Direktur The Wahid Foundation Zannuba Arifah Chafsoh atau Yenny Wahid berpendapat bahwa aksi yang dilakukan oleh mahasiswa merupakan fenomena yang menarik. Itu karena, kata Yenny, para demonstran bergerak atas keinginannya sendiri. Alasannya, selama ini elite politik tidak melibatkan mereka dalam menentukan kebijakan.

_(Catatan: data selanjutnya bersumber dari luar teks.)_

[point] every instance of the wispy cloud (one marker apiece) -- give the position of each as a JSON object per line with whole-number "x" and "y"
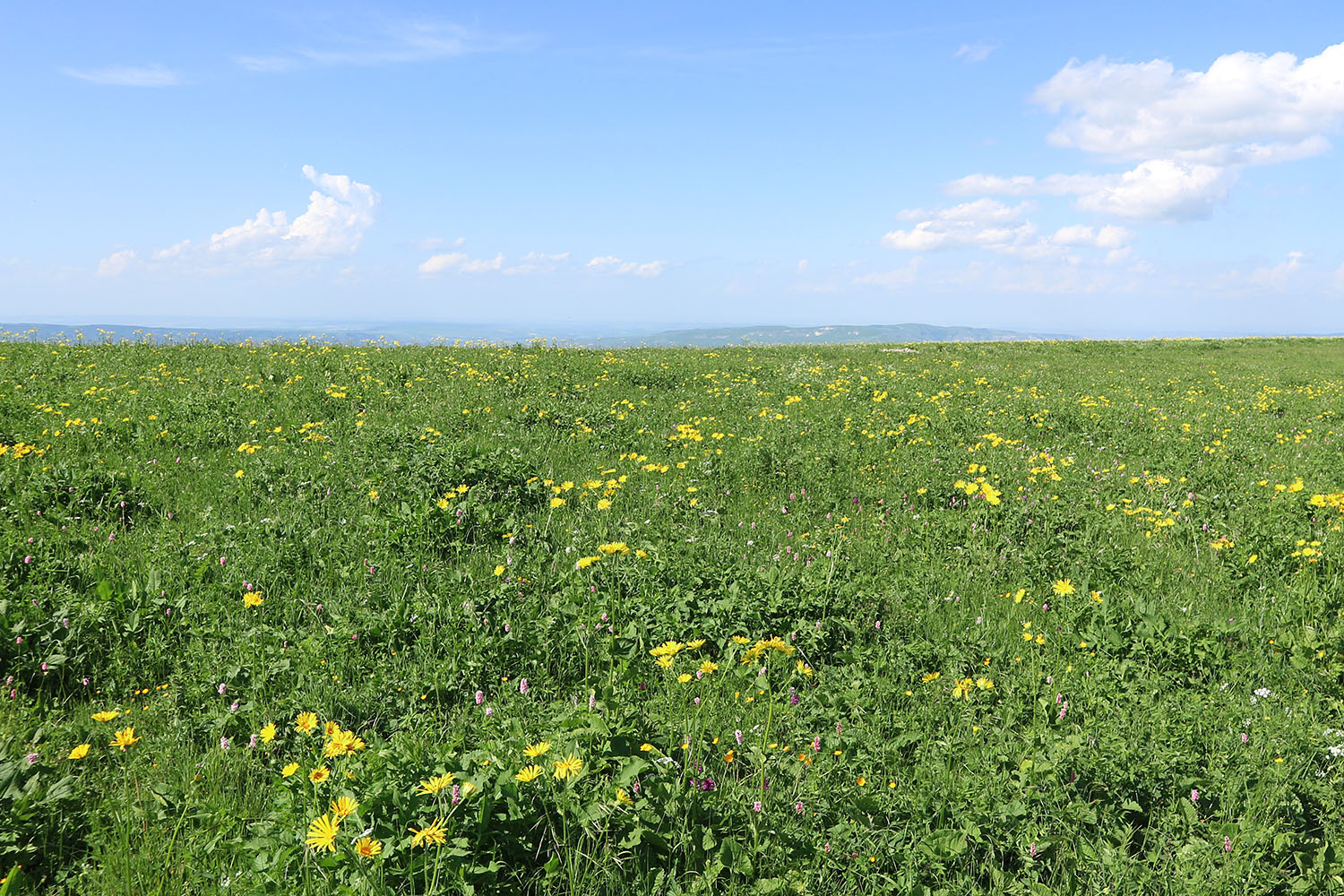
{"x": 151, "y": 75}
{"x": 389, "y": 43}
{"x": 973, "y": 53}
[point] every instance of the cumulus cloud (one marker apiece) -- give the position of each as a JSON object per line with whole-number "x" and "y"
{"x": 464, "y": 263}
{"x": 153, "y": 75}
{"x": 1188, "y": 134}
{"x": 116, "y": 263}
{"x": 613, "y": 265}
{"x": 978, "y": 51}
{"x": 1150, "y": 109}
{"x": 339, "y": 212}
{"x": 460, "y": 263}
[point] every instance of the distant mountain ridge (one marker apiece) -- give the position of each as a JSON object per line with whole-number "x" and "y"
{"x": 570, "y": 336}
{"x": 847, "y": 335}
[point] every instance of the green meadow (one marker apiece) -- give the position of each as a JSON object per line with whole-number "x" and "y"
{"x": 945, "y": 618}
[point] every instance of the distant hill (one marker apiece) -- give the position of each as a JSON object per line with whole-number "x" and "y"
{"x": 426, "y": 332}
{"x": 709, "y": 338}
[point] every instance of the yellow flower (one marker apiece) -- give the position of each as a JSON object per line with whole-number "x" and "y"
{"x": 124, "y": 737}
{"x": 567, "y": 767}
{"x": 430, "y": 834}
{"x": 343, "y": 806}
{"x": 435, "y": 785}
{"x": 322, "y": 833}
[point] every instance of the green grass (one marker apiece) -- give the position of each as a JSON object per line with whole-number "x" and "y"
{"x": 1021, "y": 598}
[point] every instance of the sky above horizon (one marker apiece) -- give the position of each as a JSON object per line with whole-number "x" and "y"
{"x": 1085, "y": 168}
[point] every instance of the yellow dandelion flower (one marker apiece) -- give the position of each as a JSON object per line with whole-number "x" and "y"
{"x": 435, "y": 785}
{"x": 322, "y": 833}
{"x": 343, "y": 806}
{"x": 569, "y": 767}
{"x": 124, "y": 737}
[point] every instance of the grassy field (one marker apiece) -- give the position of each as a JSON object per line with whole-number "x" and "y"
{"x": 961, "y": 618}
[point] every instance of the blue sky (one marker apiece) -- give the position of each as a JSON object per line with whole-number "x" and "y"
{"x": 1088, "y": 168}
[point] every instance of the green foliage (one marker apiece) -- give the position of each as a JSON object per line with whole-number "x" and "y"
{"x": 1011, "y": 618}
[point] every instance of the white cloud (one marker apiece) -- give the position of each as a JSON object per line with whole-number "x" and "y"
{"x": 116, "y": 263}
{"x": 339, "y": 212}
{"x": 460, "y": 263}
{"x": 390, "y": 43}
{"x": 978, "y": 51}
{"x": 152, "y": 75}
{"x": 984, "y": 222}
{"x": 1190, "y": 132}
{"x": 1150, "y": 109}
{"x": 613, "y": 265}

"Ini harus jadi refleksi bagi para elite politik. Karena selama ini mahasiswa merasa tidak dilibatkan dalam proses pengambilan keputusan untuk menentukan masa depan mereka sendiri," kata putri mendiang Presiden keempat RI Abdurrahman Wahid, Jakarta Pusat, Rabu (25/9).
Yenny melanjutkan, ia khawatir jika aspirasi para mahasiswa dan aktivis tidak dikelola akan menjadi gelombang yang lebih besar lagi. Oleh karena itu, sebaiknya pemerintah tidak menyudutkan mereka yang melakukan unjuk rasa telah telah ditunggangi pihak lain.

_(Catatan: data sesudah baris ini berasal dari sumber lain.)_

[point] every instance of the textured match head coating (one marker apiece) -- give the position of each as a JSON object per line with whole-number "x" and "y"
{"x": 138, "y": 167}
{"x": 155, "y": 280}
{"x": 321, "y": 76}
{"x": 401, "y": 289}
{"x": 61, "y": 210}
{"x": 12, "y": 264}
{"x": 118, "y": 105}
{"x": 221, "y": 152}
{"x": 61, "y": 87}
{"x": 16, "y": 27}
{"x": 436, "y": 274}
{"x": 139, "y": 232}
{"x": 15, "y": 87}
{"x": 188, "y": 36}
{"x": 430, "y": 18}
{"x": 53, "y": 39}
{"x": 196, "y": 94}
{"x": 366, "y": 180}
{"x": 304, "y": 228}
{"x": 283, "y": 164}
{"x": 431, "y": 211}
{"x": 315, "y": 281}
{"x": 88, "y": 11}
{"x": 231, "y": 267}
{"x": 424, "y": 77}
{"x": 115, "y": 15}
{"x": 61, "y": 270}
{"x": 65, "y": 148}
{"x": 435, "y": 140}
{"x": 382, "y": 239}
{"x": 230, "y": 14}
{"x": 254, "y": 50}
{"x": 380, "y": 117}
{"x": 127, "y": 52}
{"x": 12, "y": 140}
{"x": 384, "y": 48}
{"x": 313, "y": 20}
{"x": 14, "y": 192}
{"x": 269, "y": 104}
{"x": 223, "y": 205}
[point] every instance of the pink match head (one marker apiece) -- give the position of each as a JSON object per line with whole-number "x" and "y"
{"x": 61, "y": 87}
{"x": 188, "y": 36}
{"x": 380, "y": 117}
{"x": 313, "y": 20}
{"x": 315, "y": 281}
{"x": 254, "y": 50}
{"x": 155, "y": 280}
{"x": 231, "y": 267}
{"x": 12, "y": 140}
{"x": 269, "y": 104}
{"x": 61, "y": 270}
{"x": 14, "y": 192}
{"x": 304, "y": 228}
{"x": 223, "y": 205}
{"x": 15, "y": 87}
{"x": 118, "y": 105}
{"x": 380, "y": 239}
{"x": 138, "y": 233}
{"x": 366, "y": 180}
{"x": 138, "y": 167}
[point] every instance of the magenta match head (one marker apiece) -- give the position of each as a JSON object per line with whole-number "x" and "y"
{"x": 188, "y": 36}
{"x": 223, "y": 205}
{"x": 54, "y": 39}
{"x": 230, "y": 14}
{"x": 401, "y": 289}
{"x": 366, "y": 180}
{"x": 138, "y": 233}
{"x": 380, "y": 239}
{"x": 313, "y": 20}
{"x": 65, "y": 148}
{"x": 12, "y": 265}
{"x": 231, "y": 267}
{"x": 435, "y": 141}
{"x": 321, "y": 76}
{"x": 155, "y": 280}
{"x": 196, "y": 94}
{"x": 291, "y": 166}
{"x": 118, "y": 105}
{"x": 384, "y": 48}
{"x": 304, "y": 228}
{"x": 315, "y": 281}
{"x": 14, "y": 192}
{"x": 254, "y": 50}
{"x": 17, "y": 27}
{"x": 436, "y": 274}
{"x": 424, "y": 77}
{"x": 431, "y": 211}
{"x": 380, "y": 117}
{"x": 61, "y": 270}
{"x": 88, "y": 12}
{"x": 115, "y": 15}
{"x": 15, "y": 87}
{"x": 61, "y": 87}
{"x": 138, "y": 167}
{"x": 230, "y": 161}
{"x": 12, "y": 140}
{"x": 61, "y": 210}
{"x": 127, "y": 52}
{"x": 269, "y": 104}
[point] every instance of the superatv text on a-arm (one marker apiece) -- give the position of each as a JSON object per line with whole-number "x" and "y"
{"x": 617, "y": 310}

"Juga jangan menuduh ada motif politik tertentu. Saya minta retorika seperti itu harus dihindari," tegas Yenny Wahid.
Kendati demikian, Yenny Wahid menegaskan, mahasiswa dalam menyuarakan aspirasinya harus dilakukan secara damai. Kemudian juga harus dalam koridor hukum serta tidak menggunakan aksi kekerasan dengan tetap mewaspadai penyusupan pihak-pihak lain yang ingin mencederai tujuan murni aksi unjuk rasa mahasiswa.
"Menyerukan kepada segenap komponen bangsa agar tetap mengedepankan pendekatan dialog dalam menyelesaikan perbedaan pendapat dengan dilandasi semangat kekeluargaan yang merupakan ciri kepribadian Bangsa Indonesia," tutup Yenny.